Martin Blättner
Christiane Möbus
»Auswanderer«
neues museum, Nürnberg, 9.3. – 17.6.2007
Der Anblick einer fünf Meter hohen, präparierten Giraffe auf einem Edelstahlgestell, das an Drahtseilen hängt, hat im Kunstmuseum etwas Unwirkliches an sich – diese Inszenierung mit einem ebenso exotisch anmutenden Motiv wie Titel („Küsse vom König“) scheint der Stoff zu sein, aus dem die Träume gemacht sind: Ein Schwebeobjekt legt zunächst alles Andere als einen aktuellen Realitätsbezug nahe. Die Assoziationen zu einem Zustand ohne Erdenschwere mit den Utopien von Freiheit und Abenteuer eignen sich aber nur scheinbar als Verdrängungshelfer der Umwelt- und Lebensraumbedrohungen. Die poesievolle Leichtigkeit muss nicht über die Abgründe des Erhabenen täuschen, zumal sie in eine eher nüchterne Welt der Formen eingebunden ist.

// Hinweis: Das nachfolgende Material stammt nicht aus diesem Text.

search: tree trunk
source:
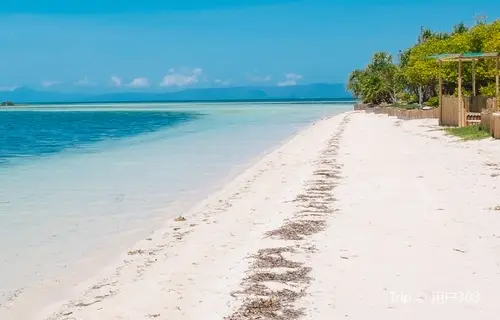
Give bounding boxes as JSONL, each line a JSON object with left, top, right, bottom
{"left": 418, "top": 85, "right": 423, "bottom": 106}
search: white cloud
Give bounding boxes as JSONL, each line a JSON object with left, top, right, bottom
{"left": 214, "top": 79, "right": 231, "bottom": 86}
{"left": 0, "top": 85, "right": 20, "bottom": 92}
{"left": 277, "top": 73, "right": 303, "bottom": 87}
{"left": 74, "top": 76, "right": 96, "bottom": 86}
{"left": 247, "top": 75, "right": 272, "bottom": 83}
{"left": 110, "top": 76, "right": 122, "bottom": 87}
{"left": 126, "top": 77, "right": 150, "bottom": 88}
{"left": 160, "top": 67, "right": 204, "bottom": 87}
{"left": 41, "top": 80, "right": 60, "bottom": 88}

Rätselhaft ist so manches in dieser Ausstellung von Christiane Möbus, auch wenn alle Objekte an und für sich verstehbar und erklärbar sind. Surreal mutet gelegentlich die Zusammenstellung des eigentlich Unvereinbaren an. So wird das brutal funktionelle Realitätsfragment eines LKW-Fahrerhauses mit sanftem Tüll-Dekor in Verbindung gebracht – wenn nicht beide Teile schwarz wären, gäbe es wohl noch weniger Zusammenhang: Der Titel „Schneewittchen“ entspricht übrigens der paradoxen Umkehrung von Weiß zu Schwarz, der Glanz der Oberfläche fängt noch Licht auf, die Tüllwolke schafft ein Gleichgewicht zum unvollkommenen Fahrerhaus ohne Hinterteil, das Märchenhafte wird auf den Boden eines technisch kalten Nutzfahrzeugs gezwungen, das vollkommen unzugänglich ist. Vielleicht erschließt sich bei diesem Objekt noch am ehesten das Leitmotiv und der Übertitel der Ausstellung „Auswanderer“ – um auszuwandern, bedürfen wir eines Transportmittels, vielleicht sogar eines getarnten Fahrzeugs und wenn dies nicht real…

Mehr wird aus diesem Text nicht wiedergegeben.